Career stats with Miami: 238 GP, 12.3 PPG, 5.0 RPG, 1.1 APG, 0.7 SPG, 0.5 BPG, 46.4 FG%, 33.2 3FG%, 78.3 FT%
To this day, Michael Beasley remains the only top-three pick in Heat history. While it’s unfair to deem him a total bust — he’s no Anthony Bennett — it is fair to say he only scraped the surface of his potential in both Miami and the NBA as a whole.
After putting up 26.2 points on 53.2 percent shooting and 12.4 rebounds per game during his lone season at Kansas State, Beasley looked like a can’t-miss prospect heading into the 2008 draft. Though the Chicago Bulls jumped over them during that year’s lottery, getting the second-best player in a presumed two-superstar draft was one heck of a consolation prize for the Heat.
Before Beasley even made his NBA debut, however, the league fined him $50,000 for his involvement in an incident at the Rookie Transition Program. That wound up being a fitting encapsulation of his professional career, as repeated off-court troubles (often involving marijuana) derailed whatever progress he made on the court.
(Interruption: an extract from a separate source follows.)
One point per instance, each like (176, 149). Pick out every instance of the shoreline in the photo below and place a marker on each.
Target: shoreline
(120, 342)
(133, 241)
Beasley averaged 14.3 points on 46.1 percent shooting and 5.9 rebounds per game during his first two seasons in Miami, even starting all 78 games as a sophomore. When LeBron James and Chris Bosh decided to join Dwyane Wade down in South Beach in the summer of 2010, however, the Heat had to salary-dump Beasley to the Minnesota Timberwolves in exchange for a pair of second-round picks.
Beasley found his way back to the Heat three years later, as the defending back-to-back champions were looking to bolster their wing depth on the cheap. His per-game averages unsurprisingly dipped compared to his first two seasons in Miami—James, Wade and Bosh gobbled up a grand majority of the team’s offseason possessions—but he shot 49.9 percent overall and 38.9 percent from deep to help the team get to its fourth straight NBA Finals.
Beasley stayed one more season in Miami after James departed for Cleveland, but he has since bounced around to the Houston Rockets, Milwaukee Bucks and the New York Knicks. Though he’s carved out a 10-year NBA career, he’s been nowhere near as productive as the Heat likely expected when they took him second overall a decade ago.